Where the Women Are (At the 22nd Annual NY Jewish Film Festival)

Life? Or Theatre?

Dutch director – male – obsessed with tragic German artist – female. German auteur filmmaker – female – honing in on interplay of intellect and sexuality driving renowned German-American political theorist – also female. Polish filmmakers – male – documenting a Polish town’s response to death camp transports but failing to get the only known survivor dropped from a train, a woman, to talk.

What do this year’s NY Jewish Film Festival offerings say about the roles of Jewish women when women and men make film? From a wide-ranging two weeks of domestic and international films, here come snapshots of three Shoah-related films: one documentary, one feature, one documentary short.

Long-time Dutch filmmaker Frans Weisz is a man obsessed with artist Charlotte Salomon, the subject of his 1981 feature film “Charlotte” and his freewheeling documentary, 30 years later, “Life? Or Theatre?”

Poor Charlotte. The shy, almost invisible, middle-class German Jew. She had one passionate relationship in Nazi Berlin before fleeing to the relative safety of a wealthy American woman’s chateau in the south of France.
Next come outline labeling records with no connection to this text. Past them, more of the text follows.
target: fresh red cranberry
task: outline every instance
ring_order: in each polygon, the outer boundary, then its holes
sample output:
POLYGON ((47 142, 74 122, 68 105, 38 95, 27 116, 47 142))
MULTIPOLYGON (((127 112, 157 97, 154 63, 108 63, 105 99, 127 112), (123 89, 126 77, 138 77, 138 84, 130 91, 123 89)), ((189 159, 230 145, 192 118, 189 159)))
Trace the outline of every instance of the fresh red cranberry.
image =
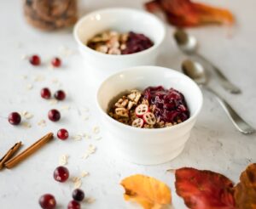
POLYGON ((55 67, 60 67, 61 65, 61 60, 60 58, 54 58, 52 60, 51 60, 51 65, 55 67))
POLYGON ((43 209, 54 209, 56 206, 56 201, 52 195, 45 194, 40 197, 39 204, 43 209))
POLYGON ((73 199, 77 201, 82 201, 84 198, 84 192, 80 189, 76 189, 72 193, 73 199))
POLYGON ((41 64, 40 57, 38 55, 31 56, 29 61, 33 65, 39 65, 41 64))
POLYGON ((80 203, 75 201, 71 201, 68 205, 67 205, 67 209, 80 209, 80 203))
POLYGON ((12 125, 18 125, 21 121, 21 116, 18 112, 12 112, 9 115, 8 121, 12 125))
POLYGON ((62 90, 58 90, 55 93, 55 98, 58 100, 64 100, 66 98, 66 93, 62 90))
POLYGON ((68 132, 66 129, 61 128, 58 131, 57 137, 61 140, 66 140, 68 138, 68 132))
POLYGON ((61 113, 55 109, 50 110, 48 112, 48 118, 52 121, 57 121, 61 119, 61 113))
POLYGON ((44 88, 41 90, 41 97, 46 99, 49 99, 50 98, 50 91, 48 88, 44 88))
POLYGON ((68 169, 65 167, 58 167, 54 172, 54 178, 58 182, 66 182, 69 177, 68 169))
As Hitler destroyed European Jewry, Charlotte worked out her own life story in Leben? oder Theater? Diving into this massive work was her response to learning of her family’s hidden history of suicide, including her own mother. (Now in Amsterdam’s Jewish Historical Museum, the nearly 800 gouaches are like the storyboard for a musical, a three-part life story with acts and scenes, with tracing-paper overlays of comments and musical notations. The artist pared them down from an outpouring of some 1,300 pieces.)